In the present embodiment, differences from the first embodiment will be mainly described.

  FIG. 8 is a block diagram showing a configuration of lighting fixture 210 according to the present embodiment.

  In FIG. 8, as in the first embodiment, the lighting fixture 210 includes a lighting cumulative time recording unit 211, a lighting control unit 212, a setting data receiving unit 213, a group setting unit 214, a control data receiving unit 215, and an operation executing unit 216. In addition, a usage accumulated time recording unit 217 is provided.

  The accumulated usage time recording unit 217 records the accumulated usage time of components constituting the lighting fixture 210 such as an inverter mounted on the lighting fixture 210 in the storage device 252. The accumulated usage time may be the total time elapsed since the component was mounted on the lighting fixture 210, or may be the cumulative total time spent using the component.

  Hereinafter, the operation of the illumination control system 100 (the processing procedure of the illumination control program according to the present embodiment, corresponding to the illumination control method according to the present embodiment) will be mainly implemented using the examples of FIGS. Differences from Form 1 will be described.

  In step S105 shown in FIG. 5, the second setting data transmission unit 405 of the controller 400 designates one or two or more lighting fixtures 210 in which the parts such as an inverter and the parts are replaced, and uses and accumulates the parts. An input for instructing time reset is received from the wireless remote controller 500. Then, the second setting data transmission unit 405 uses the processing device 451 to create a new group number as a temporary setting group number so as not to overlap with the group number stored in the group identifier storage unit 402. Subsequently, the second setting data transmission unit 405 transmits setting data for temporary setting for each designated lighting fixture 210. The setting data for temporary setting is the same as in the first embodiment.

  In step S <b> 106 illustrated in FIG. 5, the second control data transmission unit 406 of the controller 400 transmits control data destined for the temporary setting group number created by the second setting data transmission unit 405. As in the first embodiment, the control data is a type of communication frame transmitted by the controller 400. In this case, (1) shown in FIG. 6 includes a value indicating that the communication frame is for setting / control. Further, (2) includes a value indicating that the destination of the communication frame is a group number, and (3) includes a temporary setting group number. In (4), a value indicating that the communication frame instructs to reset the accumulated usage time of the component, and (5) indicates a value indicating the specified component (for example, a value indicating an inverter). ) Is included.

  In step S206 shown in FIG. 7, the operation execution unit 216 of the lighting fixture 210 is recorded in the storage device 252 by the use accumulated time recording unit 217 based on the control data received by the control data receiving unit 215. Reset the accumulated usage time of the specified part.

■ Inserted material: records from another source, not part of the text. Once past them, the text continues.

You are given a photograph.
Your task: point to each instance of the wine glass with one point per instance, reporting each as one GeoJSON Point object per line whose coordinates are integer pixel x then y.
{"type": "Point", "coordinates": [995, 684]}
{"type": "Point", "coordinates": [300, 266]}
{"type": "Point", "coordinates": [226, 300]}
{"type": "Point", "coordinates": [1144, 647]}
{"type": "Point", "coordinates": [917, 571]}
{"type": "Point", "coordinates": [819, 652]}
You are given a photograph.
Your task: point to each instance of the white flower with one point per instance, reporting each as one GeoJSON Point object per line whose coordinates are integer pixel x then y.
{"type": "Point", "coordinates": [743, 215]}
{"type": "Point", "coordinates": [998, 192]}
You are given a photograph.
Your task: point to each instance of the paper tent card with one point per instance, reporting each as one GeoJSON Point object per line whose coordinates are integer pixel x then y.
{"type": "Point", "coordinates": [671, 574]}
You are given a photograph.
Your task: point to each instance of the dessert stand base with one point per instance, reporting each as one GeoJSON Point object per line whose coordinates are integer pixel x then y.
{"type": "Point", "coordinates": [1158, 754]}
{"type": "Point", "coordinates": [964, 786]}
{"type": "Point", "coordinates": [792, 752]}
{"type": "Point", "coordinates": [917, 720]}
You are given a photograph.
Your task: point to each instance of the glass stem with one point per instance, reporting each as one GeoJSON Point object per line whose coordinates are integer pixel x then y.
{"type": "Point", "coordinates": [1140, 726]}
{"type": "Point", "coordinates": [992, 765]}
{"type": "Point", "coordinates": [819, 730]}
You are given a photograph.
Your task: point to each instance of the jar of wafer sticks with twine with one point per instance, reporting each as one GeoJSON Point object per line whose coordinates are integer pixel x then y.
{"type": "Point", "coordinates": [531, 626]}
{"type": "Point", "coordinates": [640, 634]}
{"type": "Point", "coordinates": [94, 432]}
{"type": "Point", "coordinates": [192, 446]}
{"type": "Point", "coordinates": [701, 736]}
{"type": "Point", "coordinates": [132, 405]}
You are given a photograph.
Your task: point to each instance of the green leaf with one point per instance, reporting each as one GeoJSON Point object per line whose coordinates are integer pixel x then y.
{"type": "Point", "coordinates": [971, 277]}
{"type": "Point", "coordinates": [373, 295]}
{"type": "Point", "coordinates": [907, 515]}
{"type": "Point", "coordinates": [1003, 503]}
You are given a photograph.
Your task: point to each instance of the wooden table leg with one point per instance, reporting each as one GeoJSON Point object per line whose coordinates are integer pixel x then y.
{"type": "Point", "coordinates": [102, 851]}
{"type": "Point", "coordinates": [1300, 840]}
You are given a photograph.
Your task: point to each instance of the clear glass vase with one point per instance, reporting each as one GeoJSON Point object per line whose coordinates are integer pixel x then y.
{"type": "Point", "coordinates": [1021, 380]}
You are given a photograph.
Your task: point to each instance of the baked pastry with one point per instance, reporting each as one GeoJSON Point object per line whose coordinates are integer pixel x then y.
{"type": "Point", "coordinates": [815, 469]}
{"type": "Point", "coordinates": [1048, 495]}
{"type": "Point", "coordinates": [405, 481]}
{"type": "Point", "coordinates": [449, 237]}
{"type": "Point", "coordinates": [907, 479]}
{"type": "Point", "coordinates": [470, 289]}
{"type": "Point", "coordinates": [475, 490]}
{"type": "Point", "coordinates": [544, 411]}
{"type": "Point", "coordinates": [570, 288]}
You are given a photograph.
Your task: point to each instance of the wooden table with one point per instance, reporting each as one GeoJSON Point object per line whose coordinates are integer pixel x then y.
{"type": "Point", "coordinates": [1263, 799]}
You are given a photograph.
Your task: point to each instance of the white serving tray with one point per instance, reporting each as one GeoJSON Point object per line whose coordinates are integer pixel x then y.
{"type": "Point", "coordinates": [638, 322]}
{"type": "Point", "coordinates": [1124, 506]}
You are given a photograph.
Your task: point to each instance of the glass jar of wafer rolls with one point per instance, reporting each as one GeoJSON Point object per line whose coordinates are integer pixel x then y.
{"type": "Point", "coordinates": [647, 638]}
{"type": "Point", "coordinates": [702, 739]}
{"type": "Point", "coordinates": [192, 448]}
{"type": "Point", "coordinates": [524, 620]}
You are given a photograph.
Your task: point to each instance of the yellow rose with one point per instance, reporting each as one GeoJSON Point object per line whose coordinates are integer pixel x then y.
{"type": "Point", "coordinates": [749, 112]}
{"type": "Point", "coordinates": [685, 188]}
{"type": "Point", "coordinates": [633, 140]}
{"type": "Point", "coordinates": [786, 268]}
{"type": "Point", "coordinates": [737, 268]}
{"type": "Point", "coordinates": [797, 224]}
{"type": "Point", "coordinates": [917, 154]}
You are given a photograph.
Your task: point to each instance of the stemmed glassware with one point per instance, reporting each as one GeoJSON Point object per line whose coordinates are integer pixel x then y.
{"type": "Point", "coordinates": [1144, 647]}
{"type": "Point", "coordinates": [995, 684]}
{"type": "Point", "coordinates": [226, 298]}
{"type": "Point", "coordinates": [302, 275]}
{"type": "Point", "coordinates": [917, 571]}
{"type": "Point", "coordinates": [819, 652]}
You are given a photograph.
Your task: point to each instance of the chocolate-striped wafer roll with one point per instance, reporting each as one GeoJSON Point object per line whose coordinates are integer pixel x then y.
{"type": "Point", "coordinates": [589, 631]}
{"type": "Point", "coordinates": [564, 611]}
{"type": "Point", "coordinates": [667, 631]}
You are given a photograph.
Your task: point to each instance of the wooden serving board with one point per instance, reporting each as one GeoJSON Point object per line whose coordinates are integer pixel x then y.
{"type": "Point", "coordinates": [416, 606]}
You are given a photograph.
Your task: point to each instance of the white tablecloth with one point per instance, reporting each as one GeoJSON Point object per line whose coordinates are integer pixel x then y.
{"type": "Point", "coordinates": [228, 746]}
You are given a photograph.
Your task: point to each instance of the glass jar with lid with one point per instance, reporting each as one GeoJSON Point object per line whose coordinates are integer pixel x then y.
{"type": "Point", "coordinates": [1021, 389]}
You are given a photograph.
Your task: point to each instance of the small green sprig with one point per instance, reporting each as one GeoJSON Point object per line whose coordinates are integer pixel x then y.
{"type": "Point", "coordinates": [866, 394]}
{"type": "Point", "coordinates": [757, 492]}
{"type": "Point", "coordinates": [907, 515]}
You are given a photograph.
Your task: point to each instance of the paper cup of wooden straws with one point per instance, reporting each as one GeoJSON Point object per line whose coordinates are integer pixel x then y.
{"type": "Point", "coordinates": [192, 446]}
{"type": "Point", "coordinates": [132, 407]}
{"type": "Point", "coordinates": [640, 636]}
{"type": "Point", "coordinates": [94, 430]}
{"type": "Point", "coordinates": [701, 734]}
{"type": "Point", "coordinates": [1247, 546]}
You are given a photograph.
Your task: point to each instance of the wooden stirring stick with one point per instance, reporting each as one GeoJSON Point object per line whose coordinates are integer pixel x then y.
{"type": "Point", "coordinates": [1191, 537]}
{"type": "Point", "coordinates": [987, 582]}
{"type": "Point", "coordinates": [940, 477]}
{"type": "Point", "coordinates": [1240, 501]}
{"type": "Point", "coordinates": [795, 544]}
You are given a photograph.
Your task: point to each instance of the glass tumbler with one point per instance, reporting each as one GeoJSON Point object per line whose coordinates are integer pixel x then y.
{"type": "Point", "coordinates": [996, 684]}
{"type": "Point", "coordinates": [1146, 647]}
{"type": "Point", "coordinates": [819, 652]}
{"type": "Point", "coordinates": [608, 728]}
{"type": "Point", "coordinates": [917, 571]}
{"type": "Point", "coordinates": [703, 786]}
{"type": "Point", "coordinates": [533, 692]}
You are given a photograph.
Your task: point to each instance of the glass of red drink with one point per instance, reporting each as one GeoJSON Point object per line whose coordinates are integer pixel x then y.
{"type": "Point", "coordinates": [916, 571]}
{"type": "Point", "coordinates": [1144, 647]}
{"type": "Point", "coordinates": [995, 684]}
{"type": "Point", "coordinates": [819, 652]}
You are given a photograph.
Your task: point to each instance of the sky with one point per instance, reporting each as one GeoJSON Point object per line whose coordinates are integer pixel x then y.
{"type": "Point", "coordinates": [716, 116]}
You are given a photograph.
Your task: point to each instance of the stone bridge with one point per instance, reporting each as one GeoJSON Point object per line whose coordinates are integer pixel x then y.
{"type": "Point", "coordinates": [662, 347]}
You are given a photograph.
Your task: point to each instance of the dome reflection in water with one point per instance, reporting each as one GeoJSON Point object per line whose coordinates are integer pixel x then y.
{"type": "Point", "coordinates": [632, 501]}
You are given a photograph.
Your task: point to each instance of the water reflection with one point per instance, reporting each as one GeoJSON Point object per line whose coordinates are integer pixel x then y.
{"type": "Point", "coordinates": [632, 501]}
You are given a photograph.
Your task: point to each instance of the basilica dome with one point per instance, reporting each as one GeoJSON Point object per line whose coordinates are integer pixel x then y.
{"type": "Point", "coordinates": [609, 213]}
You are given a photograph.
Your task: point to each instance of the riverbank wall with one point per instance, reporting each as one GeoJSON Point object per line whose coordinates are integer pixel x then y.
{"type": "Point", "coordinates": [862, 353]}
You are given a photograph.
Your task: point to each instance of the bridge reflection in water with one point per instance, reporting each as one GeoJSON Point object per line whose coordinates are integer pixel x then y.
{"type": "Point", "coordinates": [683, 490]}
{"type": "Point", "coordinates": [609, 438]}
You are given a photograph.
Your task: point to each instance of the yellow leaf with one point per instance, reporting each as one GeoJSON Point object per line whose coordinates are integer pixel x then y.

  As described above, in the present embodiment, the wireless remote controller 500 can be used to easily perform an operation of resetting the accumulated use time of any part with respect to any lighting fixture 210, which is highly convenient.

Embodiment 3 FIG.
In the present embodiment, differences from the first embodiment will be mainly described.

  FIG. 9 is a block diagram showing a configuration of lighting control system 100 according to the present embodiment.

  In FIG. 9, the lighting control system 100 includes a lighting device 200, a wireless / wired conversion gateway 300, and a controller 400 as in the first embodiment, and includes a central monitoring device 600 instead of the wireless remote controller 500.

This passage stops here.